UFF-FAU Intro: As part of your union’s organized opposition to political attacks on Florida’s public universities and colleges, UFF members are writing op-eds and letters to the editors of newspapers around the state and elsewhere. This op ed, which appeared in both the Tallahassee Democrat and the Palm Beach Post, explains the threat to Florida’s public universities in the Board of Governors’ proposed policy to effectively end tenure and thus academic freedom and due process
Matthew Lata
Palm Beach Post, Op-Ed
January 21, 2023
For five years, Florida’s higher education system has been declared the best in the nation by U.S. News & World Report, the most respected source of university rankings. Florida State University and the University of Florida are ranked among the top twenty public institutions. That success comes from a partnership and a balance between faculty, administrators and our elected leaders who work together to fulfill our responsibility to students, parents, and taxpayers.
The Florida Board of Governors will soon vote on a proposal that threatens to upset that balance. They cite a bill passed in the last legislative session that suggests (but does not require) a new five- year review of all tenured professors. On the surface, this doesn’t seem like a big deal. Faculty at state-supported institutions answer to the taxpayers and should demonstrate that they continue to earn the public trust. But the devil is in the details.
First, the review is redundant. All faculty are already evaluated yearly by students, peers, chairs, and deans. Faculty can be dismissed ‘for cause’, which includes not only misconduct but also failure to perform after being given warning. Tenure is awarded and confirmed after a years’ long vetting by faculty peers who understand their fields. It can also be removed. I am no more qualified to evaluate a physicist than is the governor, nor are members of the Board of Governors. Our current system works.
The proposal also states that the review shall consider ‘non-compliance with state law’. That seems logical. But what law? Bills passed in the last legislative session prohibit teaching or even mentioning certain controversial subjects. The criteria are ill-defined to the point where parts of the legislation have already been enjoined in court. The proposed BOG policy puts evaluations at the mercy of whomever is writing laws in any given year, putting politics above excellence.
Tenure exists because of actions like the mass firings of professors who dared teach evolution early in the last century. As with judicial appointments, it is intended to keep our academic institutions, like our courts, above politics. Opponents of tenure imply that it only protects wild-eyed liberal, unproductive faculty members who are enjoying jobs for life. The reality is that the vast majority of tenured faculty instruct, perform, research, and write. They are both liberal and conservative.
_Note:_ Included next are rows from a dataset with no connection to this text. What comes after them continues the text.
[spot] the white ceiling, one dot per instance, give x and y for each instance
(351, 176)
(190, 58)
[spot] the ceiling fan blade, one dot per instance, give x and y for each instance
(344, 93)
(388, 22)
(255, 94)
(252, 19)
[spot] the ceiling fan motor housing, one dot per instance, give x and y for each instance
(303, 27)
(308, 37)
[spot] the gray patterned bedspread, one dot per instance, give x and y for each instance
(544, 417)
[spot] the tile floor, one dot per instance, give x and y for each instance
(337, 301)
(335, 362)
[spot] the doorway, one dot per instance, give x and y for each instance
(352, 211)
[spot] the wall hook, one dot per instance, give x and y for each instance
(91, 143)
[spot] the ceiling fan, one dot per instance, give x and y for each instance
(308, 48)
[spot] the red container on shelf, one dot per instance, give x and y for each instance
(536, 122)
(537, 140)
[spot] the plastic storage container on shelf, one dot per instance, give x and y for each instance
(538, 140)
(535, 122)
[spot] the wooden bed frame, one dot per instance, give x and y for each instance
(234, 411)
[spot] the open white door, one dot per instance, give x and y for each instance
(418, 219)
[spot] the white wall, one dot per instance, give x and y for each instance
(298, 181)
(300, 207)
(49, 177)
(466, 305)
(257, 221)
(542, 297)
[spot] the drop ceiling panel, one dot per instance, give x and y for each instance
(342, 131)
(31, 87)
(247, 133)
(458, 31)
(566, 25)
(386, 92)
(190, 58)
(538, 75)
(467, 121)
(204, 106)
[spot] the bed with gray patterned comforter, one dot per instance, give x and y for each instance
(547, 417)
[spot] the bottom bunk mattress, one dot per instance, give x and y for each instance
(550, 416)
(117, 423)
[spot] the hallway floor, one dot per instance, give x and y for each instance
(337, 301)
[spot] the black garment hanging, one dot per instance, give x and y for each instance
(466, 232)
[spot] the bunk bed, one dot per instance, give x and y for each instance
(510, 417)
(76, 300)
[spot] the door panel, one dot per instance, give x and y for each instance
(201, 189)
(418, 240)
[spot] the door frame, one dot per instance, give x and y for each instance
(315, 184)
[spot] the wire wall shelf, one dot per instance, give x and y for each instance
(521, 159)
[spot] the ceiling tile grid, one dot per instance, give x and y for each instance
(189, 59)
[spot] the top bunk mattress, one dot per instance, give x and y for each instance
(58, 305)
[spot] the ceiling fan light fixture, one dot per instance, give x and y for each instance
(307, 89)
They teach science, technology ,mathematics, engineering, medicine, and law as well as liberal arts and humanities. The tenure system allows us to attract the best and brightest faculty who will commit to our institutions rather than selling their services to the highest bidder. Weakening tenure weakens our national reputation and our ability to recruit both faculty and students.
No tenured faculty member should fear evaluation. But that evaluation should be based on performance, student success, and service, not whether their teaching aligns with the governor’s politics.
Our colleges and universities should be a source of pride for Floridians. Their quality and rankings should not be jeopardized to support a political agenda. We urge the BOG to take a hard look at the ramifications of their proposal and either dismiss it or rewrite it in a way that inoculates it from the politics of the moment. That’s not only good policy—it’s good business.
We owe that to our students and to the taxpayers.
Matthew Lata is a professor of music at Florida State University and president of the United Faculty of Florida/FSU Chapter.